Estonia enjoys annual growth of 5.5 per cent GDP, inflation and interest rates are at an all-time low, and employment is improving. But its past has not always been so rosy; most recently the USSR forcibly incorporated the Baltic state into its territories in 1940. Having become independent in 1991, Estonia has embraced the free market and opened its doors to tourists and investors.
Estonia has a refreshing lack of bureaucracy, and the Land Registry is fully computerised. Provided you can read Estonian, any buyer can browse plots all over the country. This has resulted in a straight-forward, easy buying process, and entire transactions can be completed in two weeks.
One of the best preserved medieval cities in Europe, Tallinn's Old Town was awarded World Heritage status in 1997 and is now a vibrant hang-out for artisans, expat workers, wealthy Estonians and tourists. Unsurprisingly, it has seen price rises of up to 20 per cent in recent years. Still, £100,000 is enough to buy you apied-a-terre in the Old Town. For £200,000, you can get a beautiful apartment in the prime areas.
Steve Murphy of Property Invest OU comments: "Capital appreciation is likely to continue at a slower pace but due to the finite supply of these old properties, it's always going to continue going up. There is also a good rental market." His firm is selling a restored 75sqm two-bedroom apartment in a historic building in the Old Town's main square for £145,000.
In the city centre, prices are much cheaper than in the Old Town, a five-minute walk away. Agents Ober Haus estimate rental yields to be between 7 and 8 per cent, driven by local people wanting to live in new apartments rather than socialist-era blocks. Ober Haus is selling 55 units in the new City Residence development on the main business street of Liivalaia; from £64,000 to £100,000.
The other Estonian city considered a potential goldmine is Parnu.
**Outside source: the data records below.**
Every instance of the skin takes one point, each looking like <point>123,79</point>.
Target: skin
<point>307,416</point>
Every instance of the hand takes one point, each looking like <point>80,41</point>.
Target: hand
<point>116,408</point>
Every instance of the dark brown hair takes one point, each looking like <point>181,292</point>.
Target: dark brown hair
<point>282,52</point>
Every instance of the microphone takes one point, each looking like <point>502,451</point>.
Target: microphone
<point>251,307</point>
Established in the 13th century as a spa and beach resort, its beach has a certain rugged charm, which nets it around 30,000 visitors a day during the summer months.
In addition, investment is on the rise: golf courses, promenades and spa hotels are planned. Churchill has two developments in Parnu. The first is Churchill Beach Resort, where one-bed apartments start from £27,500. The second one is comprised of 50 luxury log cabins on half-acre plots on Tahkuranna Beach; two-bed cabins from £40,000.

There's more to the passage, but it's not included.